Zing Forum

Reading

MulDimIF: A Multi-Dimensional Constraint Framework for Systematically Enhancing Instruction-Following Capabilities of Large Language Models

MulDimIF is a multi-dimensional constraint framework proposed by Fudan University. It constructs 9106 code-verifiable evaluation samples through three-dimensional constraint patterns, four constraint categories, and a four-level difficulty system. Experiments show that reinforcement learning training using data generated by this framework can significantly enhance the instruction-following capabilities of models, and the performance improvement mainly comes from parameter updates in the attention module.

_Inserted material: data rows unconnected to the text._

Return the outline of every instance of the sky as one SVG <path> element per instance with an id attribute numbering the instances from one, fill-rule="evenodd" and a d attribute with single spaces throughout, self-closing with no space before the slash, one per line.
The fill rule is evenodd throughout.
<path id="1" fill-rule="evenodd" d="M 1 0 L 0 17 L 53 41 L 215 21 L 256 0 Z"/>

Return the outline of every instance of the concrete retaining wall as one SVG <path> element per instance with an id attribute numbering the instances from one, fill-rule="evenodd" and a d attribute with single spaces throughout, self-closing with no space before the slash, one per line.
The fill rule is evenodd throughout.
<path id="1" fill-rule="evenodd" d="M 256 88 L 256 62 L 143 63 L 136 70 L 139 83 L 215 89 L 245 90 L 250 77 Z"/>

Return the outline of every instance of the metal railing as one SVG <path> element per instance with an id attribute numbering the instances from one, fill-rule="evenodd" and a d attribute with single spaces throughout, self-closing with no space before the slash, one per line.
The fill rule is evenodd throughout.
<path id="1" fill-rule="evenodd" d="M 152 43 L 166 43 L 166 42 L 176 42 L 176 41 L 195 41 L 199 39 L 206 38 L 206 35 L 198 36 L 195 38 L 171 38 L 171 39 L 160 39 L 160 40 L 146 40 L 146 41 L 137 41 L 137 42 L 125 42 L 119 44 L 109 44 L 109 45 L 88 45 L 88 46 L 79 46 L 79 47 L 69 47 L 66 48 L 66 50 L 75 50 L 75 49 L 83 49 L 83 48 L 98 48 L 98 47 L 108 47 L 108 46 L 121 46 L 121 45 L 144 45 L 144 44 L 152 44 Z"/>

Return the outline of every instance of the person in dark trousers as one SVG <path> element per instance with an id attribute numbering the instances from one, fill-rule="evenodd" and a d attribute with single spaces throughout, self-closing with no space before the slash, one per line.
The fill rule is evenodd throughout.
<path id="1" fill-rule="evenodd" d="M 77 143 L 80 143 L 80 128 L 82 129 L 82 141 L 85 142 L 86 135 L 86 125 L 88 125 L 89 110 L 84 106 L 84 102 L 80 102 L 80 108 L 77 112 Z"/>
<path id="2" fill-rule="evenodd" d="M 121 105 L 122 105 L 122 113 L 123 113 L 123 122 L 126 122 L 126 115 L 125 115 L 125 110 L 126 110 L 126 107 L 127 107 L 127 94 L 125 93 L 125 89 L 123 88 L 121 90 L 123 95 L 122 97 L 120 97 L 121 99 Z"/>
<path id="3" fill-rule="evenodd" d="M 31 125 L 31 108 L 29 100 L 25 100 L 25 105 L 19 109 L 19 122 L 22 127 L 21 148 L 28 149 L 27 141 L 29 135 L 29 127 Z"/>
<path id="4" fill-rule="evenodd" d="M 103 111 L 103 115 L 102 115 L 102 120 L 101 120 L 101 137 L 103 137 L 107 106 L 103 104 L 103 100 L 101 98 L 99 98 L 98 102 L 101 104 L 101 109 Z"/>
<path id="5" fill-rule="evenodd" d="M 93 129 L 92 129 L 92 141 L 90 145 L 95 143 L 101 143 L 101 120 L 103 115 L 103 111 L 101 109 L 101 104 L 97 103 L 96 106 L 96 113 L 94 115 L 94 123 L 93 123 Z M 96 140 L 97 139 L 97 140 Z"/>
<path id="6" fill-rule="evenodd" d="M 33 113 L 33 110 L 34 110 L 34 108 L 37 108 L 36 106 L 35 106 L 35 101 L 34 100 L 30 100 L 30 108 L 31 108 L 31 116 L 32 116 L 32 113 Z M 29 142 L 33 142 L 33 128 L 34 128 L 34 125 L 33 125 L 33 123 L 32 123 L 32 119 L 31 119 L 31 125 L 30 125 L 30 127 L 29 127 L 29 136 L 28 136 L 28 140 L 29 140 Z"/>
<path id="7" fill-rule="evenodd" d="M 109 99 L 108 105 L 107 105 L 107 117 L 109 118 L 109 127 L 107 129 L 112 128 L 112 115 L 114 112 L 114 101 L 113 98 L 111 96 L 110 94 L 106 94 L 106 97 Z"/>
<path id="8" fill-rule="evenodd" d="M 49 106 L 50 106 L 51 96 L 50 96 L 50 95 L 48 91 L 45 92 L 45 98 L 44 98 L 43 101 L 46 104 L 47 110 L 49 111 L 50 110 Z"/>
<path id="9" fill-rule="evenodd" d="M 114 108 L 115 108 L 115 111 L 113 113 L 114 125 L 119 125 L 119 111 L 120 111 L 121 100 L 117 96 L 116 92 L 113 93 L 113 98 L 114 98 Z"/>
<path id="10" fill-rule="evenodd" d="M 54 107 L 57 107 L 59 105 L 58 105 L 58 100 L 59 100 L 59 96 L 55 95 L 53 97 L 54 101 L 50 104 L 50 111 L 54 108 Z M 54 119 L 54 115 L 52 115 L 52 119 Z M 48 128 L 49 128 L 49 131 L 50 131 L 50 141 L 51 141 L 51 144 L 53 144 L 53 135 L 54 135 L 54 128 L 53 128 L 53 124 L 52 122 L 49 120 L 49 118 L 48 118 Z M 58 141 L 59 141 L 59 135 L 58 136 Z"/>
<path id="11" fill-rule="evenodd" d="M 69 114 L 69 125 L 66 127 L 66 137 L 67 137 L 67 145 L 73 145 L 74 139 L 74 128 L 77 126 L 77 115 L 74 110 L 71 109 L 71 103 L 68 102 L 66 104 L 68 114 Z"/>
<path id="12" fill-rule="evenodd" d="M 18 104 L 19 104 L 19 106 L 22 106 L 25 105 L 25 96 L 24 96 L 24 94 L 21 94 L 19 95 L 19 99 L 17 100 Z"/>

MulDimIF指令遵循ACL 2026复旦大学大语言模型强化学习GRPO注意力机制评测基准
Published 2026-05-15 19:25Recent activity 2026-05-15 19:31Estimated read 7 min
MulDimIF: A Multi-Dimensional Constraint Framework for Systematically Enhancing Instruction-Following Capabilities of Large Language Models
1

Section 01

【Introduction】MulDimIF: A Multi-Dimensional Constraint Framework for Systematically Enhancing Instruction-Following Capabilities of Large Language Models

Fudan University proposes the MulDimIF multi-dimensional constraint framework, which constructs 9106 code-verifiable evaluation samples through three-dimensional constraint patterns, four constraint categories, and a four-level difficulty system. Reinforcement learning training using data from this framework can significantly enhance the instruction-following capabilities of models, and the performance improvement mainly comes from parameter updates in the attention module. The research results have been accepted by ACL 2026, and a supporting open-source toolchain is available for evaluation and training.

2

Section 02

Research Background and Motivation

The instruction-following capability of large language models is a core practical indicator, but existing research has two major limitations: single evaluation dimension (only focusing on constraint categories, lacking consideration of complexity and conflict relationships); vague improvement path (staying at the evaluation level without effective enhancement solutions). The MulDimIF framework addresses these pain points by providing a refined evaluation system and a complete data generation and training scheme.

3

Section 03

Framework Design: Three-Dimensional and Four-Level Constraint System

The core of MulDimIF is a three-dimensional constraint analysis framework:

  1. Three-dimensional constraint patterns: Single, parallel, nested (revealing the impact of instruction structure on following difficulty);
  2. Four constraint categories: Format, content, logic, numerical;
  3. Four-level difficulty system: Level I (Basic), Level II (Advanced), Level III (Complex, including conflicting constraints), Level IV (Expert, nested logic).
4

Section 04

Data Generation Pipeline and Code Verification Mechanism

Based on the framework, a three-stage generation process is designed: constraint expansion (LLM generates diverse variants) → conflict detection (identifies constraint combinations that cannot be satisfied simultaneously) → instruction rewriting (converts to natural language instructions). 9106 code-verifiable samples are constructed (7906 for training / 1200 for testing). Code verification eliminates human subjective differences and ensures objective and scalable evaluation.

5

Section 05

Experimental Results and Reinforcement Learning Improvements

Evaluation of 18 models (6 families, including open-source and closed-source) found:

  • Obvious difficulty gradient: Level I accuracy 80.82% → Level IV 36.76%;
  • Model family differences: Significant gaps between open-source and closed-source models in complex scenarios;
  • Constraint sensitivity: Format constraints are easy to handle, while nested logic is a common difficulty. Training 6 models with ≤14 billion parameters using the GRPO algorithm resulted in significant performance improvement without impairing general capabilities.
6

Section 06

Parameter-Level Analysis: The Key Role of the Attention Module

Parameter-level analysis shows that parameter updates in the attention module (weights and projection layers) are highly correlated with the improvement of instruction-following capabilities. Mechanism explanation: Enhances constraint recognition ability (focuses on key constraints in instructions) and maintains constraint memory (reduces forgetting). This provides guidance for model architecture design: Optimizing the attention mechanism is a key lever to enhance instruction-following capabilities.

7

Section 07

Open-Source Ecosystem and Application Prospects

Open-source toolchain support: Inference (vLLM high throughput + closed-source API calls), automatic evaluation, RL training process, instruction generation pipeline. Application prospects: Model selection reference, fine-tuning guide, Prompt engineering optimization, domain evaluation benchmark construction.

8

Section 08

Conclusion: Transition from Experience-Driven to Framework-Driven

MulDimIF represents the transition of instruction-following research to framework-driven, providing theoretical and tool foundations. For engineers and researchers, it is a systematic methodology—proving that enhancing instruction-following capabilities can be analyzed, measured, and improved through scientific methods, rather than being a matter of mystery.